Introduction

Treatment of the vaginal vault and uterovaginal prolapse is a challenge for the urogynecologist. Apical prolapse affects up to 11% women [1]. Many procedures, abdominal, laparoscopic, or transvaginal, have been described for the treatment of apical suspension.

Uterosacral ligament (USL) suspension is one of the two most commonly reported transvaginal apical (uterus or vault) prolapse repair procedures, performed using native tissue [2]. The USLs have three parts: near the cervix (smooth muscle, vessels, and nerves), an intermediate portion (connective tissue), and the proximal part (connective tissue, fat, lymphatic) [3]. The surgical technique was first described by Shull in 1994 [4] and involves placing sutures in the intermediate portion of the USLs.

Subsequently, a number of modifications to this technique have been described [5, 6], including the high utero-sacral ligament suspension (HUSLS), which provides attachment in the proximal part of the USLs.

This modification has led to a more stable point of fixation and guides the surgeon toward better suspension of the vaginal vault [7]. However, this surgery is burdened by the risk for hypogastric nerve and ureteral injury, especially with use of the vaginal approach. Indeed, ureteral damage of up to 11% has been reported [8].

The laparoscopic approach allows these vaginal complications to be overcome. Anatomical and surgical knowledge is essential to reduce morbidity associated with USL fixation.

The aim of this video is to suggest an alternative approach to the traditional vaginal procedure, to improve awareness of the surgical anatomy of key structures and to reduce nervous and ureteral complications, thanks to a direct visualization of the key structures that the laparoscopic approach permits.

In this video, we show laparoscopic high USL fixation for the treatment of stage III apical prolapse, performed at the time of hysterectomy.

Materials and methods

A 75-year-old woman was referred to the author’s unit for symptomatic apical prolapse. She had not undergone previous gynecological surgery. She complained of antero-apical prolapse-related symptoms, such as a feeling of vaginal bulging and incomplete bladder emptying. She was first examined by an urogynecologist in the standing and lithotomy positions, both at rest and during straining. The evaluation demonstrated anterior stage II, apical stage III, and posterior stage I prolapse (POP-Q: Aa 0, Ba +1, C +2, gh 4, pb 2, tvl 9, Ap −3, Bp 0, D −2) [9].
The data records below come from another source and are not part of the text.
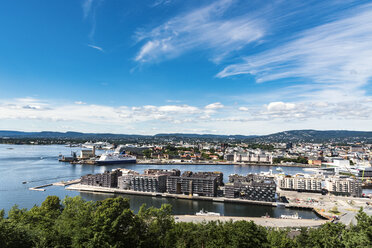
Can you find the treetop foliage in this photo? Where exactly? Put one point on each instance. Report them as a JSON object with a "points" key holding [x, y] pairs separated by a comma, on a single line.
{"points": [[75, 222]]}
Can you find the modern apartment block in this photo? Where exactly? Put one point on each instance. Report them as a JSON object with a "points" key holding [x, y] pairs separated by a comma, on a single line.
{"points": [[344, 186], [107, 179], [200, 183], [144, 183], [300, 183], [252, 158], [251, 187]]}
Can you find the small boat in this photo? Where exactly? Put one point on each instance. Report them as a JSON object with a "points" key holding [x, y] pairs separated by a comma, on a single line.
{"points": [[206, 213], [266, 216]]}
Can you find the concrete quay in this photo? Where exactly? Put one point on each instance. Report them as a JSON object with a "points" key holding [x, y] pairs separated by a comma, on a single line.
{"points": [[266, 222], [80, 187], [171, 162]]}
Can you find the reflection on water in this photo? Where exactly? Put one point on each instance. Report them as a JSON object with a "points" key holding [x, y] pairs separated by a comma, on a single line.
{"points": [[181, 206], [39, 165]]}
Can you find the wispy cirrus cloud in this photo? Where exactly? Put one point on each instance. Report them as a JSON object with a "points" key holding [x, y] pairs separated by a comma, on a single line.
{"points": [[96, 47], [87, 7], [204, 27], [336, 55]]}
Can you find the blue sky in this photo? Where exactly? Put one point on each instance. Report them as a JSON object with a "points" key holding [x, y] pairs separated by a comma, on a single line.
{"points": [[224, 67]]}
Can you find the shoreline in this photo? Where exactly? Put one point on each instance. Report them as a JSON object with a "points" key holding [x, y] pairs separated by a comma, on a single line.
{"points": [[223, 163], [95, 189], [266, 222]]}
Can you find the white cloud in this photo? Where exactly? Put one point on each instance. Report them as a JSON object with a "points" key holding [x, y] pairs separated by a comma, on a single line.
{"points": [[87, 6], [213, 106], [336, 55], [243, 109], [203, 27], [280, 106], [96, 47]]}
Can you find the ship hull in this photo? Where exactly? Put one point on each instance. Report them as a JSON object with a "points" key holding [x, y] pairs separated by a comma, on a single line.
{"points": [[133, 161]]}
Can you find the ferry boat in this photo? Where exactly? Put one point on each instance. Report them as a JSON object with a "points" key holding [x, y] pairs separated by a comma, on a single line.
{"points": [[206, 213], [117, 157]]}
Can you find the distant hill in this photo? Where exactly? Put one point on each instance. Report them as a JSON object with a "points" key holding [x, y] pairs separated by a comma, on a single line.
{"points": [[339, 136], [68, 135], [316, 136], [209, 136]]}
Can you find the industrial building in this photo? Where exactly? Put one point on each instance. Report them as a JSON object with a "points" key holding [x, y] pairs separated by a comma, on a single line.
{"points": [[251, 187]]}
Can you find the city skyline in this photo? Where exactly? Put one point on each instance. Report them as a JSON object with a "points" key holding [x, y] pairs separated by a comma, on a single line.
{"points": [[166, 66]]}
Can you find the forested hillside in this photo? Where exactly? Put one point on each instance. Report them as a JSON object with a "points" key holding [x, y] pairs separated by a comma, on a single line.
{"points": [[110, 223]]}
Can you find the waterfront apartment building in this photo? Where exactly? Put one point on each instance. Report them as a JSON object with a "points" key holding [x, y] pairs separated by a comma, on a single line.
{"points": [[301, 183], [107, 179], [252, 158], [344, 186], [173, 172], [200, 183], [251, 187], [144, 183]]}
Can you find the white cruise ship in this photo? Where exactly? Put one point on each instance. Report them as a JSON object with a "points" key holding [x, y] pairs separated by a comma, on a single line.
{"points": [[116, 157]]}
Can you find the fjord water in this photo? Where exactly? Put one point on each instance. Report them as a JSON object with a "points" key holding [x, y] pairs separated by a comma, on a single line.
{"points": [[38, 165]]}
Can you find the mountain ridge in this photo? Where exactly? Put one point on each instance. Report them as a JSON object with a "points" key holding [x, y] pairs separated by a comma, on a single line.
{"points": [[304, 135]]}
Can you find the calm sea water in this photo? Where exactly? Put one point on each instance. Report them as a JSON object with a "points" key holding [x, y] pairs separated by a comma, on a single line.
{"points": [[38, 165]]}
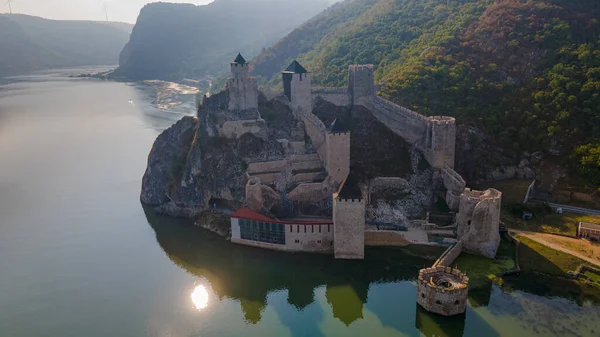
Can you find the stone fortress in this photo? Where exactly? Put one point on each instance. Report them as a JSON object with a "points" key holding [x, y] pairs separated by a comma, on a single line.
{"points": [[325, 172]]}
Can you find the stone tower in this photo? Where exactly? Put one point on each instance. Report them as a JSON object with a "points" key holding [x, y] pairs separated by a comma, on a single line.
{"points": [[297, 87], [349, 221], [478, 221], [338, 151], [361, 83], [440, 141], [243, 90]]}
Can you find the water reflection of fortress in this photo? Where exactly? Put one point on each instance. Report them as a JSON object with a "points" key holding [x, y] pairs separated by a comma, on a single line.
{"points": [[240, 273]]}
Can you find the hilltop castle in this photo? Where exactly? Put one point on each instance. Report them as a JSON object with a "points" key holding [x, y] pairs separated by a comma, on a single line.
{"points": [[441, 289]]}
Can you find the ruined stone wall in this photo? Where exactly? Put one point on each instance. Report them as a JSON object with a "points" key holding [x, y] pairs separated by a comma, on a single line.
{"points": [[449, 256], [317, 132], [349, 229], [338, 150], [337, 96], [439, 299], [268, 166], [301, 93], [243, 93], [478, 221], [406, 123], [440, 141], [455, 186], [235, 129], [361, 83], [310, 192]]}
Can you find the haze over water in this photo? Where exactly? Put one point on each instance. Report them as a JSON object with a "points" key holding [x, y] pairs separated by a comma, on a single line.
{"points": [[79, 255]]}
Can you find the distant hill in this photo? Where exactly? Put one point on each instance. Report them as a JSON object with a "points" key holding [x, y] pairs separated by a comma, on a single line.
{"points": [[29, 43], [176, 41], [526, 72]]}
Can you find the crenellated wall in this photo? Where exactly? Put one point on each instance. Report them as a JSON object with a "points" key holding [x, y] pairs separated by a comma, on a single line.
{"points": [[338, 155], [478, 221], [235, 129], [337, 96], [317, 132], [243, 89], [349, 229], [455, 185]]}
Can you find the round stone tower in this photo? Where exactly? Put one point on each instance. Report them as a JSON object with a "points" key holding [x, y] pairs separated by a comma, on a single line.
{"points": [[442, 290]]}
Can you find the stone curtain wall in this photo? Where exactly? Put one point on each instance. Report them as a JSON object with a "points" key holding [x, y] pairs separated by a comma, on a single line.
{"points": [[338, 161], [337, 96], [479, 221], [408, 124], [235, 129], [243, 90], [317, 132], [349, 229], [361, 83], [455, 185]]}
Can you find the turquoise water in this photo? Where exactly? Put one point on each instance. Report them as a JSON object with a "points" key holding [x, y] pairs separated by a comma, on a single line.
{"points": [[79, 255]]}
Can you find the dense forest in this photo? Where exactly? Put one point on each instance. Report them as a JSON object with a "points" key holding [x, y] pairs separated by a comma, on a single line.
{"points": [[30, 43], [526, 72], [177, 41]]}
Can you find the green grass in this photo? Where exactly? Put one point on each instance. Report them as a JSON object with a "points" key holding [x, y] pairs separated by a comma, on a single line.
{"points": [[538, 258], [480, 269], [595, 278], [513, 190], [553, 223]]}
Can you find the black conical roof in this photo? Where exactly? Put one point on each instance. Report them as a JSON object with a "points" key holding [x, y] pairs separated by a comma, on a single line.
{"points": [[296, 68], [240, 59], [337, 127]]}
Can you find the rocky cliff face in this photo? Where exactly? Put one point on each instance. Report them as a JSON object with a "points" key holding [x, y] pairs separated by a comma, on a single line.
{"points": [[190, 166]]}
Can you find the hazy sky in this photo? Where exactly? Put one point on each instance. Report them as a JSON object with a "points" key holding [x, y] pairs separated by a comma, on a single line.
{"points": [[118, 10]]}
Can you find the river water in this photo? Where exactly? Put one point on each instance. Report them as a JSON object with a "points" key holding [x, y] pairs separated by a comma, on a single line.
{"points": [[79, 255]]}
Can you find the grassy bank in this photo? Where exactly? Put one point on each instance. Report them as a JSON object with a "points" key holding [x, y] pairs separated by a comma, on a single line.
{"points": [[481, 270], [535, 257]]}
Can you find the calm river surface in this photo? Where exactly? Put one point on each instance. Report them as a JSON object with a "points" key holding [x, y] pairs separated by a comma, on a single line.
{"points": [[79, 255]]}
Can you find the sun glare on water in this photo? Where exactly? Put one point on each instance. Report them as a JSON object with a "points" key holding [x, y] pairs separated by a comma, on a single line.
{"points": [[200, 297]]}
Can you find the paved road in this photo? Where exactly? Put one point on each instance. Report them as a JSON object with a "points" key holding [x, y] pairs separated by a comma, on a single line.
{"points": [[535, 236], [571, 209]]}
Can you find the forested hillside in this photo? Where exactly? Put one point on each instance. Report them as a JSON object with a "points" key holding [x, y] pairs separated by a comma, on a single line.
{"points": [[526, 72], [29, 43], [175, 41]]}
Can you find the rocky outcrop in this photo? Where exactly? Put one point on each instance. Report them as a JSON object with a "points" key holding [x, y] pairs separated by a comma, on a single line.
{"points": [[191, 167], [166, 161]]}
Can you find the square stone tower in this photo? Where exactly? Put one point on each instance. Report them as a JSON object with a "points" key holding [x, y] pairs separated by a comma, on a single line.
{"points": [[361, 83], [297, 87], [338, 151], [243, 90], [349, 221]]}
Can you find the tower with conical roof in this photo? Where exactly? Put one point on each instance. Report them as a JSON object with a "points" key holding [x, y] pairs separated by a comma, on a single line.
{"points": [[243, 90], [338, 151], [297, 87]]}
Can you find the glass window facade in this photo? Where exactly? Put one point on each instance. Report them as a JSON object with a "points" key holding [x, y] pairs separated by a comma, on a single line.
{"points": [[262, 231]]}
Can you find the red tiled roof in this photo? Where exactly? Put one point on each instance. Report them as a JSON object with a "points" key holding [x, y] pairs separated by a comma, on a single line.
{"points": [[248, 214]]}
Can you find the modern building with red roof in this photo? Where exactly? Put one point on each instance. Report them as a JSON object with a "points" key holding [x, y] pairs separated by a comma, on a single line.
{"points": [[344, 236], [254, 229]]}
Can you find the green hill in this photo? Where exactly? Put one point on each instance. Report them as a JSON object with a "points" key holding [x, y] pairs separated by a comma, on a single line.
{"points": [[526, 72], [176, 41], [29, 43]]}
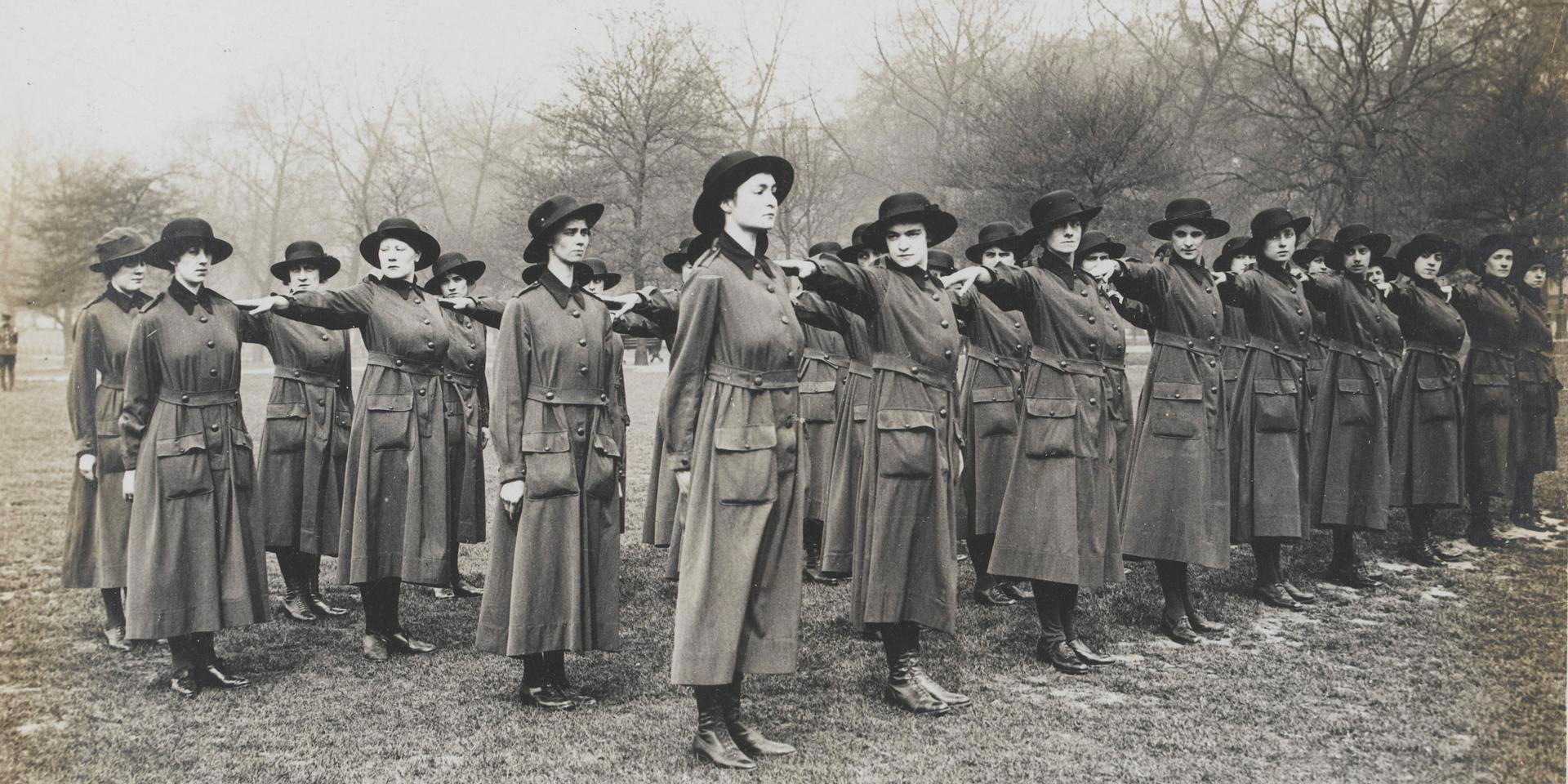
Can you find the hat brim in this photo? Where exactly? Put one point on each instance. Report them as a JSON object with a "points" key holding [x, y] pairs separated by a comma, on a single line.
{"points": [[327, 264], [1213, 228], [419, 240], [938, 228], [470, 270], [706, 214], [538, 250]]}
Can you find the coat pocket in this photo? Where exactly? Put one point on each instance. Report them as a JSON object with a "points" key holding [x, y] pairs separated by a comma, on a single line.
{"points": [[548, 465], [286, 425], [1275, 407], [1049, 427], [182, 466], [1175, 410], [816, 400], [390, 421], [905, 443], [1435, 399], [745, 468], [995, 412], [1353, 402]]}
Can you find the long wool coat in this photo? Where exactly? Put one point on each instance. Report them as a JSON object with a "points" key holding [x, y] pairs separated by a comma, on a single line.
{"points": [[305, 441], [905, 550], [395, 487], [1539, 388], [1178, 499], [99, 514], [1428, 410], [1058, 518], [196, 555], [1493, 422], [1269, 407], [988, 402], [1349, 470], [729, 419], [554, 571], [852, 402]]}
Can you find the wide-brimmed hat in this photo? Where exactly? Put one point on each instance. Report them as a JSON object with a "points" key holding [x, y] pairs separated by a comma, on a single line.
{"points": [[690, 248], [548, 218], [453, 262], [1490, 245], [729, 173], [1191, 211], [407, 231], [601, 272], [1002, 235], [182, 233], [1058, 207], [306, 252], [119, 247], [910, 207], [1099, 242]]}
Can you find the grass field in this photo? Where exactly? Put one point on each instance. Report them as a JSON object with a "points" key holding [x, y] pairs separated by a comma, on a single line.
{"points": [[1443, 676]]}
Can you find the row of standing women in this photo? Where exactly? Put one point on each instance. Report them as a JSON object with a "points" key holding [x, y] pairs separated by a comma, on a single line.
{"points": [[857, 395]]}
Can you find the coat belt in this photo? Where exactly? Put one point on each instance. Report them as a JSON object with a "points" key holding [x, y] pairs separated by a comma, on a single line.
{"points": [[741, 376], [1209, 347], [306, 376], [1082, 368], [405, 364], [214, 397], [911, 369]]}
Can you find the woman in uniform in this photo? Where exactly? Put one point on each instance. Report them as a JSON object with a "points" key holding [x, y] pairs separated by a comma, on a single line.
{"points": [[99, 511], [195, 559], [1426, 419], [395, 519], [555, 560], [305, 441]]}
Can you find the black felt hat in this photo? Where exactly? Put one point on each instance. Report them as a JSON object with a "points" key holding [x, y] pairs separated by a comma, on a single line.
{"points": [[407, 231], [306, 252]]}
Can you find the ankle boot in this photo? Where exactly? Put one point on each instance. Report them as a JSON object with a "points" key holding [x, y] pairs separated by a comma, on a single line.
{"points": [[712, 741], [750, 741]]}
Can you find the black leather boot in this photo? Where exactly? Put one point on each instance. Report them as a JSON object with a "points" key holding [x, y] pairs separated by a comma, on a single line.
{"points": [[712, 741], [748, 739]]}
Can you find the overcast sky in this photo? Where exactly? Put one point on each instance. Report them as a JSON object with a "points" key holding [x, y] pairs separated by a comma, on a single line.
{"points": [[122, 76]]}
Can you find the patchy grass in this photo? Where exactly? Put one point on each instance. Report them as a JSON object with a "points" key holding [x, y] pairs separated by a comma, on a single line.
{"points": [[1443, 676]]}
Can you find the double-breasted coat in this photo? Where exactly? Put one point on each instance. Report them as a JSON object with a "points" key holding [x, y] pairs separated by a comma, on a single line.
{"points": [[305, 441], [1493, 427], [554, 571], [1349, 470], [397, 499], [195, 559], [1178, 499], [1058, 516], [99, 514], [1428, 412], [731, 419], [1269, 407], [905, 550], [1539, 386]]}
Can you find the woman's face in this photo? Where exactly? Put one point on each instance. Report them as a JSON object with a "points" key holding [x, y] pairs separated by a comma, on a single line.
{"points": [[129, 276], [1187, 242], [453, 284], [1065, 237], [192, 265], [305, 278], [571, 240], [1358, 259], [1501, 262], [755, 204], [397, 259]]}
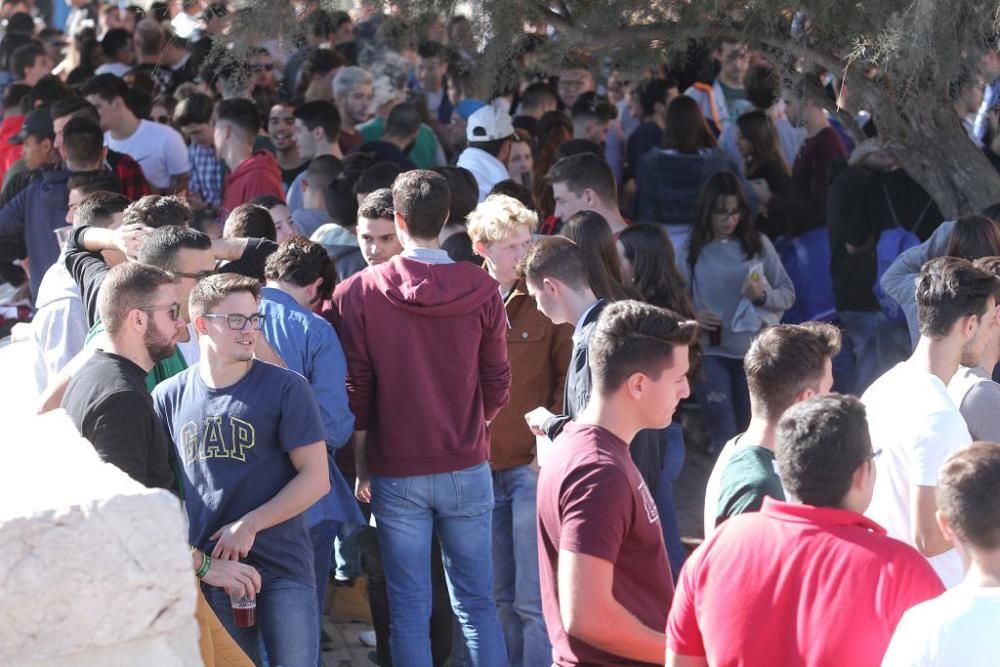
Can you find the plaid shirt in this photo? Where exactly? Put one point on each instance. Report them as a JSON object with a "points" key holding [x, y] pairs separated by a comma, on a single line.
{"points": [[206, 174], [128, 171]]}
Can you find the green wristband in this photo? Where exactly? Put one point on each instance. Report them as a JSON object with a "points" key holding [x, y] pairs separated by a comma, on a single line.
{"points": [[206, 562]]}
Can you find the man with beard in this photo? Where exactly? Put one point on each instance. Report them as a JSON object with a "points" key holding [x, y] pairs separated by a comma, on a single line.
{"points": [[108, 400]]}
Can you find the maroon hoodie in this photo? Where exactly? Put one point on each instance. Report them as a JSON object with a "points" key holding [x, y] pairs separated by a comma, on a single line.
{"points": [[426, 348], [258, 175]]}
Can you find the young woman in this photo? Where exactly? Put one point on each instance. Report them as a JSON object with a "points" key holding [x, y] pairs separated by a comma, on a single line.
{"points": [[733, 270], [757, 141], [650, 267]]}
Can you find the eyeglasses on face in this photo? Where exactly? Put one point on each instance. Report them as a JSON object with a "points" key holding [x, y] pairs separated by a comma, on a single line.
{"points": [[173, 310], [201, 275], [238, 322]]}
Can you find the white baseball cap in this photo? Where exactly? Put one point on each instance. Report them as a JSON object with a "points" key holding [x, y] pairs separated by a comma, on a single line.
{"points": [[487, 124]]}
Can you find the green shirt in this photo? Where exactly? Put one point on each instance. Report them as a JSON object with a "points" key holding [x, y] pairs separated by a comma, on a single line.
{"points": [[748, 477], [424, 151]]}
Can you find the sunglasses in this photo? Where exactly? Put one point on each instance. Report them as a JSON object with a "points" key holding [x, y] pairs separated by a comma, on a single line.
{"points": [[238, 322]]}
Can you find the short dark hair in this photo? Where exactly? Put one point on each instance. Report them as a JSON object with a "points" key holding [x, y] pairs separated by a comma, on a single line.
{"points": [[585, 171], [536, 94], [819, 443], [320, 113], [208, 292], [651, 92], [83, 141], [948, 289], [403, 121], [241, 113], [127, 287], [968, 494], [634, 337], [592, 105], [24, 57], [115, 41], [377, 205], [555, 257], [195, 109], [323, 171], [300, 261], [249, 221], [423, 199], [97, 208], [105, 86], [158, 211], [786, 359], [376, 177], [162, 245]]}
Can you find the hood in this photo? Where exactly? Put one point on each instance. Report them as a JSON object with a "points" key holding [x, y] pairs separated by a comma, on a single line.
{"points": [[259, 161], [434, 289]]}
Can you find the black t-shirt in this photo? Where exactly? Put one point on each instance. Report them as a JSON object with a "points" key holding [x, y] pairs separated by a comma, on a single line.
{"points": [[108, 401]]}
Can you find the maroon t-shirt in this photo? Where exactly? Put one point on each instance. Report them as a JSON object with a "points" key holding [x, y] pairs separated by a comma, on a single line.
{"points": [[592, 500]]}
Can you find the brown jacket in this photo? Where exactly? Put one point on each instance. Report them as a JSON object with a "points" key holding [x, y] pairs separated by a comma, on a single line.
{"points": [[539, 354]]}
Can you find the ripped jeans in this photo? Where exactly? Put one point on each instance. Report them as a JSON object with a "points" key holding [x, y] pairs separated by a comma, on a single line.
{"points": [[724, 399]]}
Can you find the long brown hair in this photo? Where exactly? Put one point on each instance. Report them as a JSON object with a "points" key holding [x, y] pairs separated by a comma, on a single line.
{"points": [[592, 233], [757, 129], [722, 184], [686, 131]]}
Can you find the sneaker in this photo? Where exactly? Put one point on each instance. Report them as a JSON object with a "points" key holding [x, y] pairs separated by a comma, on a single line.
{"points": [[350, 603]]}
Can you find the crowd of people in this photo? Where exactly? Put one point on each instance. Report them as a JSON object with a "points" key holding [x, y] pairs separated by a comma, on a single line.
{"points": [[415, 348]]}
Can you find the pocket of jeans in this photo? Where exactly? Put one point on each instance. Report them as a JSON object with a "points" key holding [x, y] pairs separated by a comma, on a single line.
{"points": [[390, 495], [473, 490]]}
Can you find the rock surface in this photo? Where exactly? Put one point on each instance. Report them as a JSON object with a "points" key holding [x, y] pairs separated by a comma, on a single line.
{"points": [[94, 567]]}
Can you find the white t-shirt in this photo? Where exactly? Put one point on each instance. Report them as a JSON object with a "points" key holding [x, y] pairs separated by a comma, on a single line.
{"points": [[159, 149], [913, 420], [958, 627]]}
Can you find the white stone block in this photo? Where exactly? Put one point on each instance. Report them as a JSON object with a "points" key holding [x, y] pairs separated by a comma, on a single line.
{"points": [[94, 567]]}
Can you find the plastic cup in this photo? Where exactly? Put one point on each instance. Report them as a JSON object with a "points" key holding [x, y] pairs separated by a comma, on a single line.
{"points": [[244, 610]]}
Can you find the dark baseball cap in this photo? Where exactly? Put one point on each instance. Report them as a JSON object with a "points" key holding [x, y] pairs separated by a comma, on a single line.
{"points": [[38, 123]]}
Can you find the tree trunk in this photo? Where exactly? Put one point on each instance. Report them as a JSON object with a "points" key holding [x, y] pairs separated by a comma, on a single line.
{"points": [[930, 143]]}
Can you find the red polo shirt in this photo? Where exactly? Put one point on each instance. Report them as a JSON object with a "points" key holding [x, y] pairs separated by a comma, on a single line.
{"points": [[796, 585]]}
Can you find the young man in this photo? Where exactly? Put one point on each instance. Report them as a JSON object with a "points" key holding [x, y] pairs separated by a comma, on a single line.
{"points": [[158, 148], [250, 174], [193, 117], [958, 628], [107, 399], [786, 364], [764, 588], [600, 541], [353, 92], [490, 134], [972, 387], [281, 130], [442, 314], [317, 132], [59, 327], [401, 128], [585, 182], [724, 100], [912, 418], [251, 443], [539, 353], [38, 210], [299, 276]]}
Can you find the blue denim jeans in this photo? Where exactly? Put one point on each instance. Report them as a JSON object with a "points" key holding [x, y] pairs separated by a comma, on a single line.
{"points": [[673, 461], [458, 508], [287, 623], [724, 398], [515, 567]]}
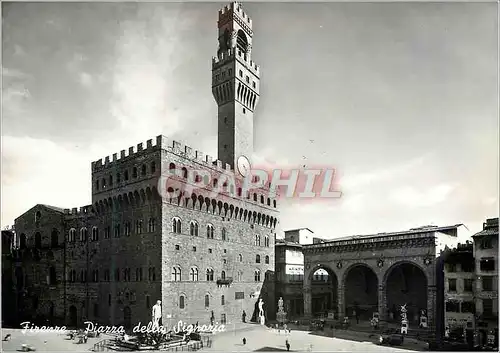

Preoperative urodynamics, gynecological ultrasound, urinary tract ultrasound, and a pap smear test were performed. Urodynamic study confirmed voiding dysfunction. She did not present with urinary incontinence. After obtaining informed consent, the patient was admitted for laparoscopic hysterectomy followed by USL suspension, according to the technique described below. A Foley catheter was inserted. Broad-spectrum intravenous antibiotic therapy was administered preoperatively, and she received general anesthesia. The technique included the following steps:

  1. 1.

    Preparation of the retroperitoneal space laterally to both USLs.

  2. 2.

    Isolation of the USLs for their entire course, until the insertion of each USL into the cervix (torus uterinus); in this way, the recto-vaginal fascia is prepared, and the retroperitoneal space is ready.

  3. 3.

    Once the hysterectomy has been performed, insertion of the first polydioxanone 1 suture stitch (PDS®; Ethicon, Somerville, NJ, USA) into the cervico-vaginal fascia and the second into the cardinal ligament.

  4. 4.

    Duplication of the USL for the entire course, both laterally and medially.

  5. 5.

    Extrusion of the thread through the vagina.

  6. 6.

    Suture of the vaginal cuff transvaginally. Once the vault is closed, the USLs are tied separately with the stitches extruding before the vaginal suspension is performed.

Results

This innovative surgical nerve- and ureter-sparing technique was successful at correcting apical prolapse at the time of hysterectomy. At the postoperative 1- and 6-month examinations there was excellent apical support (POP-Q: Aa −3, Ba −3, C −8, gh 3, pb 2, tvl 9, Ap −3, Bp −3, D /) with preservation of the vaginal length and complete satisfaction of the patient, in terms of quality of life, sexual function, urinary and prolapse-related symptoms, and a Patient Global Impression of Improvement score of 3.

Conclusions

This video-tutorial may be useful to urogynecologists for improving surgical technique, thus leading to a reduction in the risk of complications. In fact, the laparoscopic approach offers the possibility of inserting a correct under-vision suture into the middle and the high parts of the USLs, preserving the ureter with its sheath and hypogastric nerve and, at the same time, allowing the surgeon to anchor the vaginal vault to the upper part of the USLs, performing a better suspension than with the vaginal approach.

In conclusion, laparoscopic high USL fixation is a safe and feasible procedure to correct apical prolapse.